Real Estate

Politicians and their real estate investments

The great Australian dream of home ownership is out of reach for many Australians unless they can borrow from the bank of mum and dad. But not so for federal parliamentarians, with many owning second homes, investment properties, and holiday homes.

By Sean Johnson
14 April 2022

Northern Territory Senator Sam McMahon owns nine investment properties - she owned 10 this time last year before selling her Arizona property.

Home Affairs Minister Karen Andrews has eight homes, seven of which are investment properties.

Queensland MP Andrew Laming has six investment properties, Victorian MP Gladys Liu five investments, and WA MP Ian Goodenough five commercial properties.

While these parliamentarians are outliers, the table below shows it's common for our elected representatives to own one, two or more properties beyond their primary principal place of residence (PPR), such as a second home in Canberra, a beach house or holiday home, rental property, and commercial real estate.

In total, at least 245 non-PPR real estate holdings have been recorded in the House and Senate interest registers this parliamentary term.
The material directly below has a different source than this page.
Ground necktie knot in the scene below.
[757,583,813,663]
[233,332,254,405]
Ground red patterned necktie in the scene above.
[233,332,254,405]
On a party basis, 137 (56%) holdings are held by Coalition MPs and senators, 89 (36%) by ALP representatives, and 19 (<8%) by independents and those from minor parties.

While no one can begrudge politicians for wanting to build their wealth, those Australians without a single home are right to feel aggrieved that many of these holdings would benefit from generous tax treatment like negative gearing (for rentals and holiday/second homes when rented out), capital gains tax concessions, and Travel Allowance (when a politician stays at their Canberra residence).

It's little wonder that abolishing or reducing these tax benefits has proven so hard.